Para combater a solidão, Ondina repetia uma rotina alegre. Começava por alisar os lençóis brancos várias vezes, de manhã, pintava os lábios com uma cor tímida – quase inexistente -, fechava a porta duas vezes antes de sair para o dia, comprava pão fresco, deixava na casa da vizinha velhinha os restos do jantar, para os cães que alimentava e abrigava, trabalhava com rigor na secretaria, bebia um copo de vinho tinto, ao jantar, bebia chá depois de lavar os dentes, à noite, levava uma botija quente para a cama, de inverno, e um abanico, de verão. Quando a ordem das coisas corria sem atropelos, não pensava muito em Damião. Alegrava-se com as pequenas coisas do dia e tinha sempre muita esperança no que aí viria. Quando a ordem das coisas corria em atropelos, via e sentia Damião ali, do dobro do seu tamanho, exasperante.
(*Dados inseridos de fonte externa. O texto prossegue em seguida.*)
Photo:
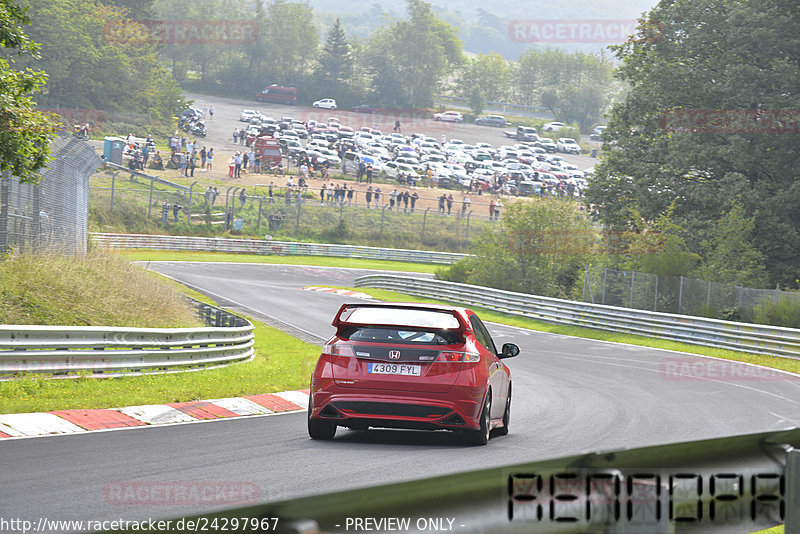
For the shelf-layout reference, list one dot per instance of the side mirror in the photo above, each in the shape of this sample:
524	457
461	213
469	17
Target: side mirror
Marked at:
509	350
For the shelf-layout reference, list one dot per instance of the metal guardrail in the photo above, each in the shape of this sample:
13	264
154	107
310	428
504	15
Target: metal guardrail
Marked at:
726	485
259	246
115	350
753	338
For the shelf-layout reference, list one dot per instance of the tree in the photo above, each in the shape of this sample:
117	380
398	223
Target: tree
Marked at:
336	64
409	59
540	248
709	55
476	100
729	254
489	72
25	133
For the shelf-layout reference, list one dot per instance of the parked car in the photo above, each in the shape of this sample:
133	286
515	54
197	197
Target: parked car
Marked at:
325	103
492	120
247	115
416	366
448	116
548	144
568	145
597	133
363	108
553	126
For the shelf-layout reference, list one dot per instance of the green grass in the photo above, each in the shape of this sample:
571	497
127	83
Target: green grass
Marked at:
99	289
785	364
281	363
317	261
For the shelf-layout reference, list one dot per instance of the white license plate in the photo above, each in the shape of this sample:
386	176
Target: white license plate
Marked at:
394	369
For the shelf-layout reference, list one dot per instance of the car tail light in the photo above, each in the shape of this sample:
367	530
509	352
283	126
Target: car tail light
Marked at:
458	357
332	349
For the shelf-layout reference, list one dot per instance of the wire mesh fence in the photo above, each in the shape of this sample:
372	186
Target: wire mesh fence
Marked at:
53	214
677	294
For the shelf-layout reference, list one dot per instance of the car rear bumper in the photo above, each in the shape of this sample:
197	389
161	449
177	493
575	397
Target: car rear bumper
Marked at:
359	408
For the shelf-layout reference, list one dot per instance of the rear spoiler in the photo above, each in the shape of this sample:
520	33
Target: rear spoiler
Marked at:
347	309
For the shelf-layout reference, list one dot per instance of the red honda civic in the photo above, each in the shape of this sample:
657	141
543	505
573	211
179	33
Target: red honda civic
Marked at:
414	366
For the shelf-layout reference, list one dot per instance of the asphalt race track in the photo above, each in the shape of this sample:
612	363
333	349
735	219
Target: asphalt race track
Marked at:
570	395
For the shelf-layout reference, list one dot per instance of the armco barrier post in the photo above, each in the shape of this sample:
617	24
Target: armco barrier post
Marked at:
792	472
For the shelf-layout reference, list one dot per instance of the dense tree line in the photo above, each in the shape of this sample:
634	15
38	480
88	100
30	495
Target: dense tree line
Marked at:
697	137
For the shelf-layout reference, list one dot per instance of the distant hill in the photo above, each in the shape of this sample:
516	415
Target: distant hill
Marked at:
483	25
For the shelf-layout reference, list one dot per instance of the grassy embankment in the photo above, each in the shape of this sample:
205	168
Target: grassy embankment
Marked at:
104	290
314	223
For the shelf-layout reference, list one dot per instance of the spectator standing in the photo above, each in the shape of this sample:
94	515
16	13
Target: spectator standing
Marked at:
497	207
192	163
237	164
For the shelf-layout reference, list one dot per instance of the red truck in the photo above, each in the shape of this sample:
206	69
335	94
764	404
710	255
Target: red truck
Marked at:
270	150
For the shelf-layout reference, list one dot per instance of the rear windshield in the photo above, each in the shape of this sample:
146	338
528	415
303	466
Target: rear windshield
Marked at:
401	335
400	317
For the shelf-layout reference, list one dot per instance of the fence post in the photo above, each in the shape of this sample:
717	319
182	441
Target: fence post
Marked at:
424	218
189	205
113	177
792	473
655	300
585	280
150	201
633	277
4	200
605	275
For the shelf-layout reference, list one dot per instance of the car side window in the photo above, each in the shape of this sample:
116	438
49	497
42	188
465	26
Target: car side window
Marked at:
482	334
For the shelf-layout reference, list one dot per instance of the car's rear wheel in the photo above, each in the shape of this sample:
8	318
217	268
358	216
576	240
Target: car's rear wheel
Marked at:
481	436
502	431
319	429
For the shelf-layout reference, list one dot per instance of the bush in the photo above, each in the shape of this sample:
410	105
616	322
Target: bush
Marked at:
784	312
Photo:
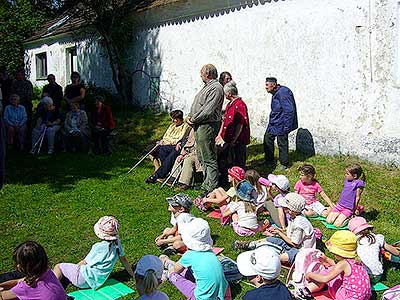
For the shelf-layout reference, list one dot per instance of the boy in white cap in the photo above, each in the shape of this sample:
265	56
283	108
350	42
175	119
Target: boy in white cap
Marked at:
299	233
94	270
148	275
262	267
179	206
205	280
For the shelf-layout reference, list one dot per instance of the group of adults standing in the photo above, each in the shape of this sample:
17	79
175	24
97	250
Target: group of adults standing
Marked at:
223	145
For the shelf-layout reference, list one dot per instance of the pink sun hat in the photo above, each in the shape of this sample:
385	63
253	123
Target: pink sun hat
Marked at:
358	224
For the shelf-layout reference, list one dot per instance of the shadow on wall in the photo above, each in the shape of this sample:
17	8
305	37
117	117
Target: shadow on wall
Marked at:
177	13
146	72
305	143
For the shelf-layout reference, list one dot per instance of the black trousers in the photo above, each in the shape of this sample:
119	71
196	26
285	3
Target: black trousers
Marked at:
269	147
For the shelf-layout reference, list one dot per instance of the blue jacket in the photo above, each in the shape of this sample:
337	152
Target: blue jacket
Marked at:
283	116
Entrava numa espiral de pânico, como nessa manhã em que acorda tranquila para alisar os lençóis várias vezes, encontrando muitos cabelos – teria que avaliar a queda excessiva para perceber porque na sua cabeça viviam agora folhas caducas – pinta os lábios com a cor tímida – quase inexistente e quase no fim, terá que comprar novo batom e teme não encontrar a sua cor – fecha a porta duas vezes – com um pontapé pelo meio, que está perra e tem que mandar ver a fechadura – compra pão fresco e nota que é do dia anterior – não me volta a vender este pão, Dona Ana, aos anos que cá venho – vai a casa da vizinha e vê o aparato e os choros e sabe então que morreu nessa madrugada,  ainda deu de comer aos cães, é agora o velório e amanhã o funeral, avisa na secretaria que irá mais tarde, prestará luto à vizinha velhinha, e quando retoma o trabalho já se acumularam papéis na secretária e tudo está desorganizado, segue para a noite, de olhos vermelhos, mal dando por ela quando vai já no segundo copo de vinho – se me vissem – e depois vê com estupefação que deixou acabar o chá – como vou dormir -, olhando a botija quente que a espera, fiel. Como Damião nunca fora. Grita e enterra a cabeça dentro do lençol.